RéciFs : une heure pour découvrir la SF féminine

Grâce aux Missives, tu en es convaincue à présent, la science-fiction féminine est un terrain passionnant que tu brûles d’explorer. Tu sillonnes les rayons de ta librairie en soupirant : ta pile à lire est tellement haute que tu t’y es construit une cabane, de toute façon t’as jamais le temps, peut-être dans les transports à la rigueur ou en salle d’attente mais jamais tu vas te trimballer cette magnifique édition jaspée à reliure embossée qui pèse son kilo en salle d’attente, déjà que pour lire au lit ça te décourage. Et puis, si tout compte fait t’aimes pas, si c’est pas le bon moment ?

Vive les novellas.

Les novellas, c’est la vie. Non : c’est une heure de ta vie. Tu entres, tu t’immerges, tu ressors. Le format court réussit parfaitement à la SF ou au fantastique : un concept qu’on explore ou qu’on esquisse, sans s’éparpiller, le temps de semer les questions. Un format idéal pour s’essayer au matrimoine imaginaire.

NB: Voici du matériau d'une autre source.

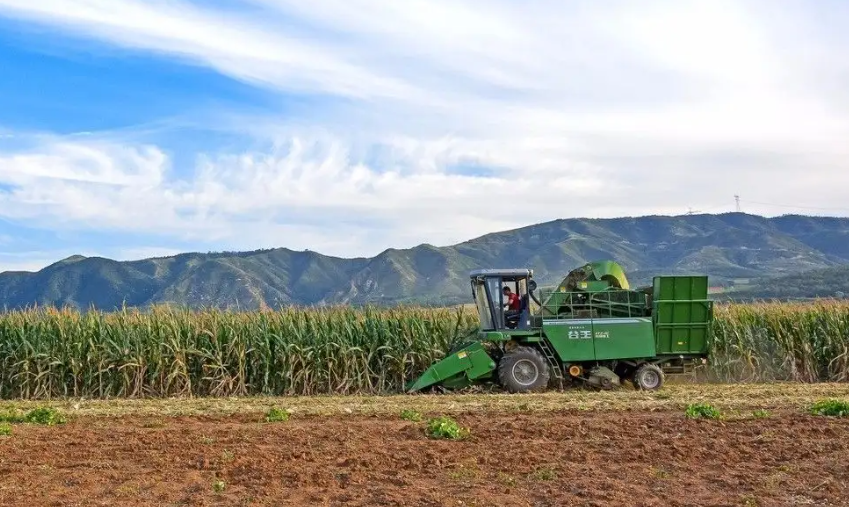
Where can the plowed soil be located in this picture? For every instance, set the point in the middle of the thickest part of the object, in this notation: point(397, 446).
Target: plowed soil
point(510, 458)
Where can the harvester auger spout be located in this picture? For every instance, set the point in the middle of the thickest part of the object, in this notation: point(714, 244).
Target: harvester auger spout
point(591, 328)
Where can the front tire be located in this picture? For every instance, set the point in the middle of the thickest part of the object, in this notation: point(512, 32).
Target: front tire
point(648, 377)
point(523, 369)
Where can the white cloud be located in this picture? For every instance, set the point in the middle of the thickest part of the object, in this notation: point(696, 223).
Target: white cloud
point(579, 109)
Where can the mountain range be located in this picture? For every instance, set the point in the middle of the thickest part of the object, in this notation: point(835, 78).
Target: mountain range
point(739, 251)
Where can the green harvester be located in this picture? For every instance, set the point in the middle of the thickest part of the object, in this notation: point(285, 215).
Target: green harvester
point(591, 329)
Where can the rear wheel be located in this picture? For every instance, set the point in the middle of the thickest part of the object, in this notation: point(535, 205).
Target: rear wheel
point(523, 369)
point(648, 377)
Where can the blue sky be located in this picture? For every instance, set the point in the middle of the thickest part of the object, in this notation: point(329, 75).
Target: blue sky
point(133, 128)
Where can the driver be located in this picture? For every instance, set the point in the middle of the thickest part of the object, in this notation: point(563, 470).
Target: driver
point(512, 301)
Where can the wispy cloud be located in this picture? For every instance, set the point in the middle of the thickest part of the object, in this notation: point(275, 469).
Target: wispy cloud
point(568, 109)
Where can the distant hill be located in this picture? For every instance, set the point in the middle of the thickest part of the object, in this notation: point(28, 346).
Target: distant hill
point(727, 247)
point(818, 283)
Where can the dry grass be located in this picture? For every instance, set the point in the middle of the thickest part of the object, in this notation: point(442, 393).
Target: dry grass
point(737, 400)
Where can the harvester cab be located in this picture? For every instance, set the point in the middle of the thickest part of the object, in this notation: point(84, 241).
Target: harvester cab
point(590, 328)
point(488, 293)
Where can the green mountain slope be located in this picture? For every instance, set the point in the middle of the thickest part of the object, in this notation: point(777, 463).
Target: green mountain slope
point(726, 247)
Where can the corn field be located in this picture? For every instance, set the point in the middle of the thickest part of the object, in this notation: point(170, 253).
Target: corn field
point(48, 353)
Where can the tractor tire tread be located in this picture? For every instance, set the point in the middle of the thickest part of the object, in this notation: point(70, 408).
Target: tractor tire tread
point(641, 370)
point(523, 352)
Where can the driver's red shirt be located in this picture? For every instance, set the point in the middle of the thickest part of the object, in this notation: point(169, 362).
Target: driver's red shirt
point(513, 301)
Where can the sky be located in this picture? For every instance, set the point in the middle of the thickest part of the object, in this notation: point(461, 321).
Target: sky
point(139, 128)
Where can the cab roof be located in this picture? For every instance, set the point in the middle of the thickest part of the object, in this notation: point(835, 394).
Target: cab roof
point(518, 272)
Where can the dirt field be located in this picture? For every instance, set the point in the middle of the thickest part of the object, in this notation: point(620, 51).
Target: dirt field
point(585, 449)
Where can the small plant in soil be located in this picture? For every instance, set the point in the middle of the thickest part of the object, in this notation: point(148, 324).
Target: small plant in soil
point(445, 427)
point(830, 407)
point(411, 415)
point(702, 411)
point(42, 415)
point(277, 415)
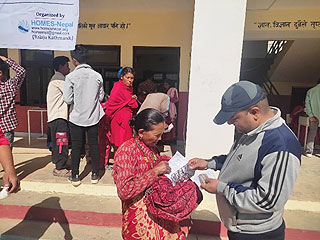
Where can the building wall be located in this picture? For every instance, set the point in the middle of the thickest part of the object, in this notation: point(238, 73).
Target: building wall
point(135, 28)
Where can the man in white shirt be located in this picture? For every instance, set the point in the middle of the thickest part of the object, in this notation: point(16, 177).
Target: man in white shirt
point(57, 111)
point(83, 91)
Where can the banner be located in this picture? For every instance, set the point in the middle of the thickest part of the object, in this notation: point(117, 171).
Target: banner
point(39, 24)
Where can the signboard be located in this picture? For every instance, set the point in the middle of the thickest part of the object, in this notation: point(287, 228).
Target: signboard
point(39, 24)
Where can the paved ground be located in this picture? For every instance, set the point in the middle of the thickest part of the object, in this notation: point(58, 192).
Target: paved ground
point(48, 207)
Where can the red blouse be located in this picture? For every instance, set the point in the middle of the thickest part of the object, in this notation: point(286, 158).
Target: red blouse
point(131, 172)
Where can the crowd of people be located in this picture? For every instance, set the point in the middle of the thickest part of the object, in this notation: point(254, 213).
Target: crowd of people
point(256, 177)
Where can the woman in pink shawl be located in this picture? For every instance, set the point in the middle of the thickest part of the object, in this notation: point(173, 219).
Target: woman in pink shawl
point(120, 106)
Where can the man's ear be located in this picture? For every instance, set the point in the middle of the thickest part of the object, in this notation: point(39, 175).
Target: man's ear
point(140, 133)
point(255, 111)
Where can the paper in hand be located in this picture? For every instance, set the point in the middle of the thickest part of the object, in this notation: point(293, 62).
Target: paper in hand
point(201, 175)
point(180, 171)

Et c’est le projet de la collection RéciFs, lancée chez Argyll en 2024 et déjà riche de six titres, bientôt rejoints par deux autres de Cassandra Khaw.

Deux titres seraient à lire ensemble : L’agneau égorgera le lion et Les morts possèderont la terre, diptyque de l’autrice anar, féministe et trans Margaret Killjoy, dont on a déjà parlé sur ce site (https://www.lesmissives.fr/index.php/2023/02/22/trois-utopies-a-lire-les-jours-denvie-de-tout-cramer/). On y suit Danielle Cain et la communauté anarchiste qu’elle rejoint, bien qu’elle soit parfois perturbée par les événements qui troublent parfois de tels projets : désaccords internes, apparitions démoniaques meurtrières, tensions, manifestations fantomatiques, etc. C’est drôle, c’est vénère, c’est tendu : parfait.

Pour celles qui préfèrent de la douceur, commencez par Le bracelet de jade de Mu Ming, novella poétique remplie de références à la littérature classique chinoise, qui canalise le lyrisme ténu du conte métaphysique pour explorer des questionnements qui demeurent politiques. De la poésie aussi dans Foodistan de Ketty Steward, elle aussi déjà connue de nos services (https://www.lesmissives.fr/index.php/2023/09/30/trois-trajectoires-pour-lire-ketty-steward/), où l’autrice s’amuse à imaginer une dystopie d’après la « faim du monde », dont les castes sont liées aux mœurs alimentaires et le langage saturé du champ lexical de la nourriture – en plus, il y a des menus hommages aux classiques du genre, Dune ou Les dépossédés.

N’enchaînez pas avec Re:Start de Katia Lanero Zamora, qui risque de vous couper l’appétit. On y suit Mona, en pleine immersion dans le village éponyme dont les cures promettent la minceur et la beauté. Sauf qu’évidemment, les injonctions à contrôler fiévreusement tout ce qu’on ingurgite, à supplémenter par des gélules miracle au contenu discutable et à s’abrutir d’effort physique prennent des proportions catastrophiques, suffisamment pour que le texte s’ouvre sur un trigger warning – la scène initiale, où la haine de soi bascule dans une irrépressible faim autophage, a en effet de quoi secouer. L’enquête en milieu clos et le recours au fantastique permettent d’interroger les dégâts qu’inflige aux corps et aux esprits, sous ses dehors faussement bienveillants, le culte sectaire du corps parfait.

D’une communauté à l’autre, on terminera par Hard Mary de Sofia Samatar, inspiré par son éducation mennonite. Le village de Jericho mêle dogmes chrétiens et superstitions fantastiques : la veille de Noël, celle où les animaux parlent, les filles se livrent à un rituel supposé leur révéler leur futur époux quand elles découvrent un robot féminin abandonné. Le groupe adopte celle qu’elles baptisent Hard Mary, qui, à leur contact, s’éveille et s’éduque, devenant compagne mais aussi protectrice. La novella s’approprie avec beaucoup de subtilité les thèmes de la conscience émergente et de l’exploitation, mais aussi de la violence patriarcale et de la possibilité pour les femmes de faire communauté.

Une heure, un lieu nouveau – horrifique ou mystérieux, ludique ou merveilleux – assuré de surcroît par le magnifique boulot d’illustration et d’identité graphique d’Anouck Faure. De quoi ne pas ressortir les mains vides du rayon SF.